The net amount of cash provided (or used) by operating activities is the key figure on a statement of cash flows. Cash receipts include:

  • Sale of goods or services
  • Interest revenue
  • Dividend revenue

Cash payments include:

  • Inventory purchases
  • Payroll
  • Taxes Interest expense
  • Other (utilities, rent, etc.)

Note: While cash inflows from interest or dividends could be considered investing or financing activities, the FASB classifies them as operating activities (which means you should too!).

Investing activities

Investing activities include transactions and events involving the purchase and sale of securities (excluding cash equivalents), land, buildings, equipment, and other assets not generally held for resale.

It also covers the making and collecting of loans. Investing activities are not classified as operating activities because they have an indirect relationship to the central, ongoing operation of your business (usually the sale of goods or services).

Cash receipts include:

  • Sale of plant assets
  • Sale of a business segment
  • Sale of investments in equity securities of other entities or debt securities (other than cash equivalents)
  • Collection of principal on loans made to other entities

Cash payments include:

  • Purchase of plant assets
  • Purchase of equity securities of other entities or debt securities (other than cash equivalents)
  • Loans to other entities

Financing activities

All financing activities deal with the flow of cash to or from the business owners (equity financing) and creditors (debt financing).

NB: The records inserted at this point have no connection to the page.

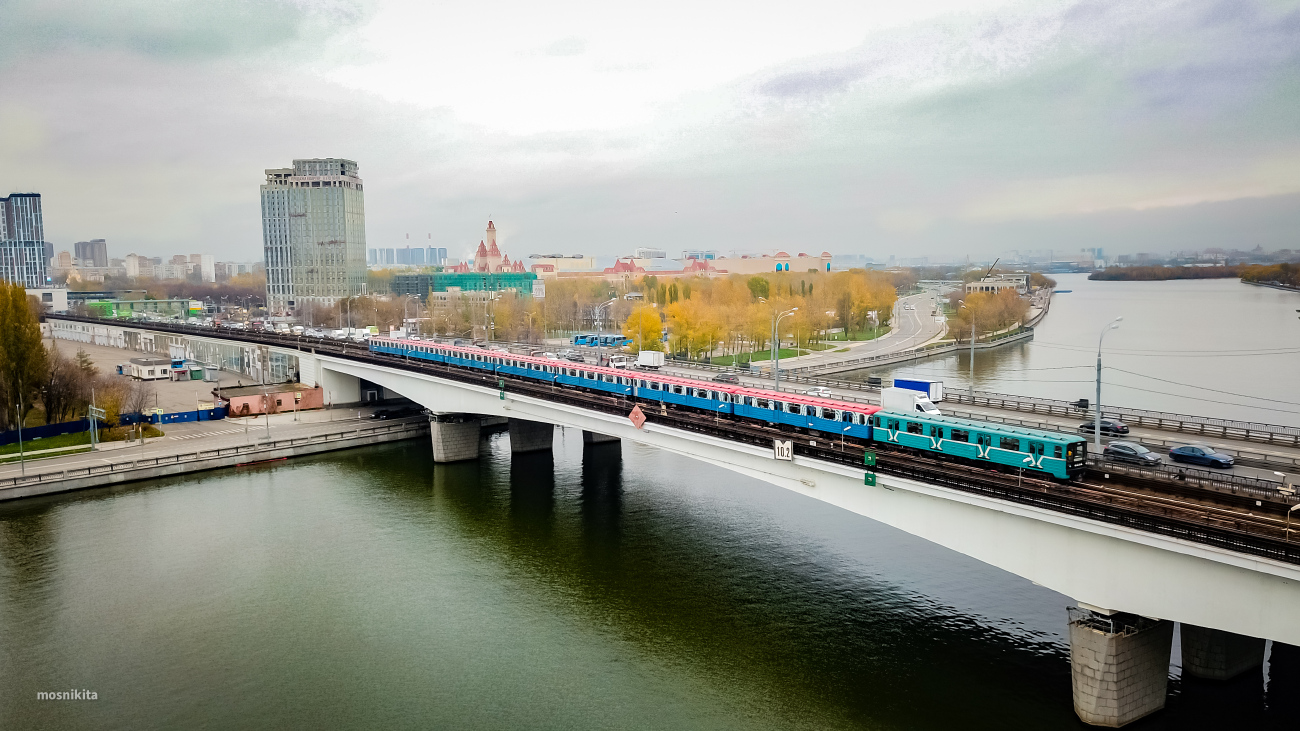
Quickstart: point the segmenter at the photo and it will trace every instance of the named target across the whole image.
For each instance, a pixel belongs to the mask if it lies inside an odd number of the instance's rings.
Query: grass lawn
[[[807,355],[809,352],[811,352],[811,351],[807,351],[807,350],[794,350],[793,347],[783,347],[781,349],[781,358],[797,358],[800,355]],[[746,360],[758,363],[760,360],[770,360],[771,358],[772,358],[772,354],[771,354],[771,351],[767,351],[767,350],[763,350],[763,351],[759,351],[759,352],[741,352],[740,354],[740,362],[741,363],[745,363]],[[734,366],[736,364],[736,356],[734,355],[719,355],[718,358],[711,358],[708,362],[712,363],[714,366]]]
[[[22,446],[26,447],[27,444],[23,442]],[[27,450],[26,457],[18,455],[16,453],[12,457],[3,457],[3,458],[0,458],[0,464],[12,464],[12,463],[20,462],[20,460],[21,462],[34,462],[36,459],[48,459],[51,457],[68,457],[69,454],[81,454],[83,451],[90,451],[90,447],[88,446],[83,446],[81,449],[69,449],[69,450],[64,450],[64,451],[56,451],[53,454],[49,454],[49,453],[46,453],[46,454],[31,454],[31,450]]]
[[[122,428],[117,427],[113,429],[100,429],[99,441],[101,442],[120,442],[130,436],[130,427]],[[161,437],[162,431],[153,424],[144,425],[144,437]],[[23,451],[36,451],[42,449],[58,449],[62,446],[78,446],[90,444],[90,432],[78,432],[75,434],[58,434],[57,437],[46,437],[43,440],[22,440]],[[5,445],[0,446],[0,455],[18,454],[18,445]]]

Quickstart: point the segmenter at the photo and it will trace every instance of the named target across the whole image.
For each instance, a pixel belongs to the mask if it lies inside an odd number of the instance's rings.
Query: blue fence
[[[122,414],[117,418],[117,423],[122,427],[133,427],[139,424],[140,420],[150,424],[181,424],[185,421],[216,421],[218,419],[226,418],[226,407],[220,408],[202,408],[199,411],[178,411],[176,414]],[[103,428],[103,427],[101,427]],[[32,440],[43,440],[47,437],[57,437],[60,434],[77,434],[90,429],[88,419],[78,419],[75,421],[64,421],[62,424],[44,424],[42,427],[23,427],[22,441],[29,442]],[[10,432],[0,432],[0,446],[6,446],[12,444],[18,444],[18,429]]]

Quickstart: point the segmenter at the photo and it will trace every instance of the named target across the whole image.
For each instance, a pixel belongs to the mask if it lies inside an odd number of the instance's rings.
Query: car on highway
[[[1231,467],[1235,460],[1232,455],[1217,451],[1208,444],[1188,444],[1175,446],[1169,450],[1169,458],[1174,462],[1187,462],[1188,464],[1204,464],[1206,467]]]
[[[1087,424],[1079,424],[1079,431],[1083,432],[1083,433],[1086,433],[1086,434],[1091,434],[1095,427],[1096,427],[1095,421],[1088,421]],[[1124,424],[1123,421],[1119,421],[1118,419],[1102,419],[1101,420],[1101,433],[1104,436],[1112,436],[1112,437],[1117,436],[1117,434],[1127,434],[1128,433],[1128,424]]]
[[[1110,442],[1101,450],[1102,457],[1132,464],[1160,464],[1160,455],[1138,442]]]

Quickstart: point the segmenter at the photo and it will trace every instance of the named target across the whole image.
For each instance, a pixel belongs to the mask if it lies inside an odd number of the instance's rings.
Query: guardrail
[[[1128,475],[1131,477],[1179,483],[1186,486],[1284,502],[1287,505],[1300,502],[1300,498],[1278,489],[1282,486],[1282,483],[1273,483],[1258,477],[1243,477],[1231,472],[1212,472],[1209,470],[1196,470],[1176,464],[1131,464],[1106,458],[1098,459],[1096,455],[1088,457],[1088,466],[1102,475]]]
[[[235,445],[220,449],[200,449],[195,451],[168,454],[160,457],[124,459],[121,462],[110,462],[108,464],[94,464],[91,467],[78,467],[74,470],[58,470],[51,472],[38,472],[26,476],[8,477],[0,480],[0,489],[34,485],[34,484],[58,483],[62,480],[75,480],[81,477],[95,477],[101,475],[121,475],[121,473],[129,473],[133,470],[148,470],[152,467],[182,464],[187,462],[199,462],[205,459],[216,459],[221,457],[247,455],[254,460],[256,460],[256,457],[259,454],[270,453],[292,446],[303,446],[308,444],[329,444],[337,441],[355,440],[358,437],[387,434],[393,432],[411,432],[413,434],[422,432],[425,429],[428,429],[428,423],[424,419],[420,419],[420,420],[384,424],[377,427],[358,428],[347,432],[326,432],[318,434],[307,434],[303,437],[273,440],[269,442]]]
[[[1005,411],[1028,411],[1031,414],[1050,414],[1056,416],[1074,416],[1084,419],[1089,418],[1088,411],[1074,406],[1069,401],[983,392],[975,392],[974,398],[971,398],[970,392],[963,393],[957,390],[946,392],[944,394],[944,399],[957,403],[970,403],[972,406],[988,406]],[[1170,432],[1284,446],[1300,446],[1300,427],[1260,424],[1254,421],[1234,421],[1231,419],[1213,419],[1210,416],[1167,414],[1164,411],[1147,411],[1144,408],[1123,408],[1114,406],[1102,406],[1101,415],[1106,419],[1118,419],[1130,425],[1152,427]]]

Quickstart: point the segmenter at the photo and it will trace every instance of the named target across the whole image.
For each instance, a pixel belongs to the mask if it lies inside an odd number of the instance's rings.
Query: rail
[[[428,421],[425,421],[421,418],[420,420],[395,421],[377,427],[350,429],[346,432],[325,432],[318,434],[308,434],[303,437],[273,440],[269,442],[263,441],[256,444],[237,445],[220,449],[200,449],[195,451],[166,454],[160,457],[124,459],[120,462],[110,462],[108,464],[94,464],[91,467],[78,467],[74,470],[58,470],[51,472],[36,472],[26,476],[8,477],[0,480],[0,489],[18,488],[25,485],[44,484],[44,483],[57,483],[62,480],[74,480],[78,477],[121,475],[121,473],[129,473],[133,470],[148,470],[152,467],[182,464],[186,462],[216,459],[221,457],[248,455],[251,458],[256,458],[259,454],[270,453],[291,446],[303,446],[309,444],[329,444],[337,441],[355,440],[358,437],[390,434],[394,432],[411,432],[412,434],[415,434],[426,429],[428,429]]]

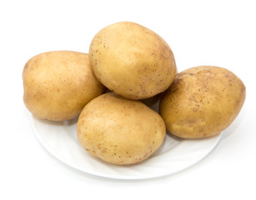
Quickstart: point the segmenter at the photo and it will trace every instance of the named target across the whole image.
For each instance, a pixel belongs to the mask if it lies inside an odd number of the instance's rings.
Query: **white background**
[[[0,199],[255,199],[255,1],[1,1]],[[132,21],[171,47],[178,72],[216,65],[247,87],[244,106],[215,150],[193,168],[161,178],[96,178],[62,164],[31,128],[22,72],[53,50],[88,52],[101,28]]]

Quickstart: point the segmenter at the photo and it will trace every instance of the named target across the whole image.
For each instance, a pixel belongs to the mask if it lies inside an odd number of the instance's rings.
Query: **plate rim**
[[[219,134],[213,136],[218,138],[218,139],[215,141],[213,147],[205,153],[203,154],[199,159],[195,160],[189,165],[181,168],[178,170],[174,170],[171,172],[163,172],[163,173],[153,173],[153,174],[148,174],[148,175],[128,175],[128,176],[124,176],[124,175],[116,175],[116,174],[108,174],[108,173],[103,173],[103,172],[98,172],[91,169],[87,168],[86,170],[81,167],[79,167],[77,164],[74,163],[70,163],[70,162],[65,161],[65,159],[63,159],[60,158],[53,149],[51,149],[51,147],[49,147],[42,138],[40,138],[39,134],[38,133],[38,130],[35,125],[35,120],[42,120],[38,118],[36,116],[33,114],[30,115],[30,118],[32,121],[32,128],[33,133],[35,135],[35,138],[37,138],[38,142],[40,143],[40,145],[43,148],[45,151],[48,152],[51,156],[53,156],[55,159],[60,161],[63,164],[64,164],[66,167],[72,168],[74,170],[77,170],[78,172],[81,172],[83,173],[86,173],[88,175],[93,175],[96,176],[98,178],[109,178],[109,179],[116,179],[116,180],[146,180],[146,179],[153,179],[153,178],[163,178],[166,176],[171,176],[175,173],[178,173],[182,171],[184,171],[188,168],[192,168],[193,166],[196,165],[197,163],[200,162],[203,159],[206,158],[219,144],[221,138],[223,137],[223,132],[220,132]],[[59,122],[63,124],[63,126],[66,127],[65,122]],[[168,137],[168,134],[166,135]]]

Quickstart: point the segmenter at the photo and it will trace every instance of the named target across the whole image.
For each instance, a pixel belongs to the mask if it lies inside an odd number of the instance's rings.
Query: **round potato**
[[[177,73],[166,42],[134,22],[112,24],[96,34],[89,58],[98,79],[130,99],[151,98],[166,90]]]
[[[161,146],[166,133],[158,113],[139,101],[113,92],[103,94],[84,107],[77,131],[89,153],[119,165],[148,158]]]
[[[160,101],[167,129],[184,138],[220,133],[235,119],[245,99],[245,87],[232,72],[200,66],[178,73]]]
[[[23,78],[28,109],[39,118],[53,121],[77,117],[104,90],[93,72],[88,55],[77,52],[37,55],[26,63]]]

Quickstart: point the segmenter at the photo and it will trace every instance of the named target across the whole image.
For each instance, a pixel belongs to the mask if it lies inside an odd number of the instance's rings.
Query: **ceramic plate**
[[[78,118],[55,122],[32,116],[32,121],[40,143],[58,159],[86,173],[116,179],[145,179],[176,173],[202,160],[221,138],[220,134],[187,140],[167,134],[163,144],[147,160],[117,166],[94,158],[82,148],[77,138]]]

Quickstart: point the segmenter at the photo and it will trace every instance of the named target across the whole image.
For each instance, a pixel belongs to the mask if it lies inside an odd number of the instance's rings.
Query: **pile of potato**
[[[24,103],[33,114],[53,121],[79,115],[81,145],[120,165],[152,155],[164,142],[166,128],[183,138],[219,134],[245,99],[243,82],[225,68],[200,66],[177,74],[167,42],[129,22],[98,32],[88,54],[56,51],[33,57],[23,78]],[[159,114],[148,107],[158,100]]]

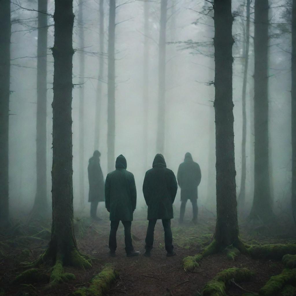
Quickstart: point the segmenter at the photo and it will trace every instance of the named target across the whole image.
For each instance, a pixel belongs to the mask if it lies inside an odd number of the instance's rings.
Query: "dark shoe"
[[[91,217],[91,219],[93,220],[94,220],[95,221],[97,221],[98,222],[99,221],[101,221],[103,219],[101,218],[99,218],[99,217]]]
[[[127,257],[132,257],[133,256],[138,256],[140,254],[139,251],[133,251],[131,253],[128,253],[126,254]]]
[[[109,256],[110,257],[115,257],[116,256],[115,251],[110,251],[109,252]]]
[[[145,257],[150,257],[151,256],[151,253],[150,251],[146,251],[143,254],[143,256],[145,256]]]
[[[167,253],[167,257],[172,257],[172,256],[175,256],[176,255],[176,252],[174,251],[172,251],[170,253],[168,252]]]

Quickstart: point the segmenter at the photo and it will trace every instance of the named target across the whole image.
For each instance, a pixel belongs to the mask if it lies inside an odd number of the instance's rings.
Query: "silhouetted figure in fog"
[[[197,222],[197,186],[200,183],[202,175],[198,164],[194,162],[191,154],[187,152],[185,155],[184,163],[179,166],[177,178],[181,188],[181,207],[180,208],[180,223],[183,223],[185,207],[188,200],[192,204],[193,212],[192,221]]]
[[[89,183],[89,202],[91,203],[91,217],[94,220],[102,219],[96,216],[96,210],[99,202],[105,200],[104,184],[103,173],[100,165],[101,153],[96,150],[89,161],[87,172]]]
[[[137,191],[133,175],[126,170],[126,160],[122,155],[116,160],[115,170],[109,173],[105,183],[105,203],[110,213],[111,230],[109,237],[109,254],[115,256],[117,247],[116,233],[119,222],[124,227],[125,250],[128,257],[139,255],[134,250],[131,227],[133,213],[136,209]]]
[[[167,168],[161,154],[157,154],[152,168],[146,172],[143,183],[143,193],[148,206],[147,219],[149,220],[145,240],[144,256],[150,255],[153,247],[154,228],[157,219],[161,219],[165,231],[165,244],[167,256],[176,255],[173,245],[170,219],[174,218],[173,204],[178,186],[175,174]]]

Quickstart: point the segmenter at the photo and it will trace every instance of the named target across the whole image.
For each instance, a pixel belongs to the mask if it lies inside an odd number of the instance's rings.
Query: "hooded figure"
[[[101,153],[96,150],[89,159],[87,167],[89,192],[89,202],[91,202],[91,217],[96,220],[102,219],[96,216],[98,204],[105,200],[104,179],[100,165]]]
[[[179,166],[177,178],[181,188],[181,207],[180,209],[180,223],[183,222],[185,207],[188,200],[192,204],[194,223],[197,222],[197,186],[200,183],[202,175],[198,163],[194,162],[191,154],[187,152],[185,155],[184,162]]]
[[[138,255],[134,250],[131,228],[136,209],[137,192],[133,175],[126,170],[126,160],[122,155],[116,160],[116,169],[107,175],[105,183],[105,204],[110,213],[111,230],[109,238],[109,253],[115,256],[117,247],[116,233],[121,221],[124,227],[125,250],[128,257]]]
[[[167,256],[176,255],[172,244],[170,219],[173,218],[173,204],[178,185],[173,171],[167,168],[163,156],[157,154],[152,168],[146,172],[143,183],[143,194],[148,206],[149,220],[145,240],[144,255],[150,256],[153,247],[154,228],[157,219],[161,219],[165,232]]]

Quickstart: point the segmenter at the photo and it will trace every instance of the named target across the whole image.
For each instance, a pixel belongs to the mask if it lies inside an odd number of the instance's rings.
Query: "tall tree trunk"
[[[96,88],[96,101],[95,126],[95,127],[94,149],[99,149],[100,139],[100,116],[102,100],[102,80],[104,71],[104,1],[100,0],[100,28],[99,38],[100,57],[99,59],[99,80]]]
[[[292,20],[292,206],[296,222],[296,0],[293,1]]]
[[[79,253],[73,226],[72,156],[73,0],[56,0],[52,102],[52,236],[38,260],[49,258],[65,264],[89,267]]]
[[[79,47],[81,52],[79,56],[79,189],[80,206],[84,204],[84,89],[83,83],[84,77],[84,57],[83,51],[84,47],[84,36],[83,30],[83,0],[79,0],[78,21],[79,28]]]
[[[37,45],[37,113],[36,121],[36,193],[33,209],[35,216],[48,213],[46,177],[46,106],[47,85],[47,0],[38,0]]]
[[[168,0],[161,0],[159,51],[158,55],[158,106],[156,150],[157,153],[164,151],[165,107],[165,43]]]
[[[115,0],[110,0],[108,39],[108,104],[107,145],[108,172],[115,169]]]
[[[232,102],[233,18],[231,0],[215,0],[215,121],[217,219],[215,239],[226,247],[238,240]]]
[[[268,0],[255,1],[254,52],[255,163],[252,218],[263,221],[273,216],[271,197],[268,136]]]
[[[147,169],[147,155],[148,151],[148,110],[149,107],[149,3],[144,2],[144,63],[143,67],[143,107],[144,119],[143,123],[143,152],[144,166]]]
[[[0,9],[0,223],[8,222],[8,130],[10,77],[10,1]]]
[[[249,66],[249,51],[250,43],[250,0],[247,0],[247,24],[245,42],[245,63],[244,70],[244,80],[242,85],[242,176],[240,192],[239,196],[239,205],[243,208],[246,197],[246,178],[247,176],[246,142],[247,139],[247,112],[246,109],[246,97]]]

For example, cash proceeds from issuing capital stock or bonds would be classified under financing activities.

Likewise, payments to repurchase stock (treasury stock) or to retire bonds and the payment of dividends are financing activities as well.

Cash receipts include:

  • Issuance of own stock
  • Borrowing (bonds, notes, mortgages, etc.)

Cash payments include:

  • Dividends to stockholders
  • Repaying principal amounts borrowed
  • Repurchasing business' own stock (treasury stock)

Formatting Your Cash Flow Statement

The Investing and Financing Activities sections of the statement of cash flows are straightforward. The Operating Activities section, however, is more complex and requires analysis of operating accounts that converts figures from an accrual to a cash format.

The following is the general format for a statement of cash flows:

                                    Cash provided (or used) by:
Operating activities

$XXX

Investing activities

$XXX

Financing activities

$XXX

Net increase (decrease) in cash and cash equivalents

$XXX

Cash and cash equivalents at beginning of year

$XXX

Cash and cash equivalents at end of year

$XXX

 

There are two methods that are used in calculating and reporting the amount of net cash flow from operating activities: the indirect method and the direct method. Although both produce identical results, the indirect method is used more often because it reconciles the difference between net income and the net cash flow provided by operations.

Resources/Help:

Businesses looking for help with their cash flow statements can tap into the following resources:

Financial Institutions: Visit your bank preferably before your cash flow gets out of control for assistance with a line of credit, accounts receivable loan or other vehicle to ease the cash crunch.

Accounting and Financial Professionals: A quick review of your financial statements by a trained eye can help detect slow collections, poor financial management, overextended accounts payables or other warning signs. You can get referrals through the National Association of Personal Financial Advisors and the American Institute of CPAs (AICPA).

Business Groups: Groups like the U.S. Small Business Administration (SBA), the Service Corps of Retired Executives (SCORE) and state-specific groups like the Minority Business Development Councils (MBDCs) offer programs and guidance for small business owners with financial questions.